I found a lightly used TroyBilt that looked in good shape marked down $200. It had been returned and repaired. I found out the repair was installing a new battery. We cranked it up and it barely ran. I did a quick looksee and found the sparkplug was loose and cracked. HA! I bought the mower and did my best to contain my smugness for burning them so badly in the deal.

Little Sister would be proud of my mad shopping skillz.

I get home, install a new plug and fire that mother up... It barely runs.
F*** me!

I start to question just how great of a deal I got and my wisdom in making it. When all else fails, call for backup. The call went out to BrotherInLaw. Luckily, he was'nt doing anything important so I loaded up and headed over.

I gotta tell ya, he's a freaking miracle worker with machinery. All we he did was remove the bowl from the carburator and put it back on. Varrooooom! The thing runs like a hotrod. (Told ya he was a miracle worker.)

So I head back to The South 40 and mow for about 5 minutes before it starts to vibrate badly. I mean whole lotta shakin' goin' on. I jack up the mower and the blades look like a pair of pretzles. Apparently my new TroyBilt is not as tough as I anticipated. Nor is it a replacement for a brushhog. The small brush and weeds I was mowing twisted my blades in a way Mrs. Baird would have been proud of.

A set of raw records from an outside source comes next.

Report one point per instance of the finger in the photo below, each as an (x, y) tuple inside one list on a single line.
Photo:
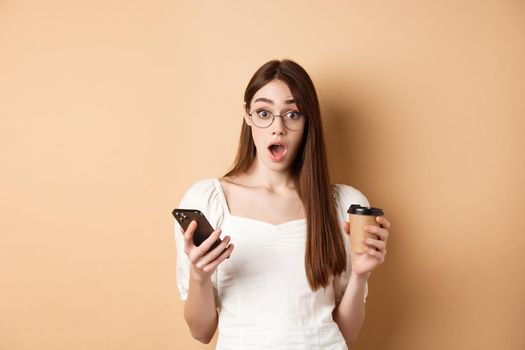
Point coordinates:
[(376, 254), (225, 254), (346, 227), (374, 243), (381, 233), (206, 245), (212, 255), (188, 234), (383, 221)]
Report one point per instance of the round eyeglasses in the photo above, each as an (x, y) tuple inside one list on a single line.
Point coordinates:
[(263, 118)]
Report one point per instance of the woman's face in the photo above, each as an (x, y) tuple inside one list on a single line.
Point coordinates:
[(277, 145)]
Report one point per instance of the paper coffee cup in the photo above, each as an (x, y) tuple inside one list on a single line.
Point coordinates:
[(360, 217)]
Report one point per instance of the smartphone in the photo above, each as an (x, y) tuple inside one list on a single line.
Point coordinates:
[(204, 228)]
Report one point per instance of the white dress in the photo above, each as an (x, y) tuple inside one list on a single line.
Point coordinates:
[(262, 291)]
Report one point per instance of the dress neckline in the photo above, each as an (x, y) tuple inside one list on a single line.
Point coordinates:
[(222, 197)]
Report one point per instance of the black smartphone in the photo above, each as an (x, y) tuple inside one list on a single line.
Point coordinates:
[(204, 228)]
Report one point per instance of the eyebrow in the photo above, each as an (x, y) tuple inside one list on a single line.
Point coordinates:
[(264, 99)]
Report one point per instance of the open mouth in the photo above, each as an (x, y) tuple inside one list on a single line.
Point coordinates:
[(277, 151)]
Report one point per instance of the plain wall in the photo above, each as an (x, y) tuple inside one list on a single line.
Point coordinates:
[(111, 109)]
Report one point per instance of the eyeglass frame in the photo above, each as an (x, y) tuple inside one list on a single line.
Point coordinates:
[(273, 118)]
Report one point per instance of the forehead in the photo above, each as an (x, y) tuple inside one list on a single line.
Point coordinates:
[(275, 90)]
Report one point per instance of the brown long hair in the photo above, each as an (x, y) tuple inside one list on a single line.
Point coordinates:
[(325, 252)]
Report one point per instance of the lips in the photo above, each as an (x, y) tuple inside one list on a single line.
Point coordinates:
[(277, 151)]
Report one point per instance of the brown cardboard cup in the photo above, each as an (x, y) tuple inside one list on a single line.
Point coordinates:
[(360, 217)]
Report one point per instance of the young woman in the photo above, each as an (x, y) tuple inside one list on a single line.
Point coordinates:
[(291, 282)]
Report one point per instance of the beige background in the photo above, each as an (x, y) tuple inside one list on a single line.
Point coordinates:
[(111, 109)]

Tomorrow I get to buy a new set of blades. Remind me again why I needed a lawnmower?

Tuesday, August 5, 2008

Goodbye Ruby Tuesday

I stumbled across this watching Tony Bourdain. One of the commercials was about blowing up the last "old" Ruby Tuesday. To be honest, I've never eaten there. Apparently I'm among the majority in this respect. Heck, I never heard of them before last year and could care less if they've remodeled. But throw in some high explosives and a live netfeed and you've got my attention!

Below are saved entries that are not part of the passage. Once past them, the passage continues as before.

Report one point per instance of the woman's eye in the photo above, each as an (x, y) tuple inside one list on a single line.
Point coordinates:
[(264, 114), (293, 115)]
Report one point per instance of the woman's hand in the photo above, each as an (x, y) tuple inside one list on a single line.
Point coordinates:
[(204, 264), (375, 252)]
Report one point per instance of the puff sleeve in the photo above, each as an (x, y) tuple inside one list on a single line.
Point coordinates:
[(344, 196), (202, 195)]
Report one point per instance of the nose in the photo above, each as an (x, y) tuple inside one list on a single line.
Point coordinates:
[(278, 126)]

This afternoon at 2pm they will put fire in the hole, live at .

Investors in the struggling chain may get a perverse pleasure out of watching as Ruby Tuesday's performance has been among the poorest in the casual dining category. Earlier this month, the chain released its annual fiscal 2008 report, which saw revenue decline 3.5%. Fourth-quarter same-store restaurant sales fell 10.3% and 7.2% at company-owned and domestic franchise respectively. For Ruby Tuesday's fiscal 2009, it is projecting a decline of low to mid-single digits for the year with next quarter's sales to be down 8-9%.

Translation: That's worse than Bennigan's numbers.

I'm sure I could work in a bit about them dropping the minimum pieces of flair, but I've got a stack of TPS reports to get done and I really just don't care.

edit: My lip is sore from having the hook set so badly. Cheeky monkeys!

Saturday, August 2, 2008

Coke Zero

Tastes 0% like CocaCola Classic.
I've never liked diet drinks. They always had a "whang" taste to me. I kept hearing how great Coke Zero was, so I thought I'd give it a shot.
It was a failed bit.
Zero calories, same nasty whang.
Even giving it a generous shot of bourbon only resulted in the waste of some fine Maker's Mark. I'll have to remedy this by buying some pure cane sugar Mexican CocaCola at IGA. It's in bottles on the Mexican Food isle.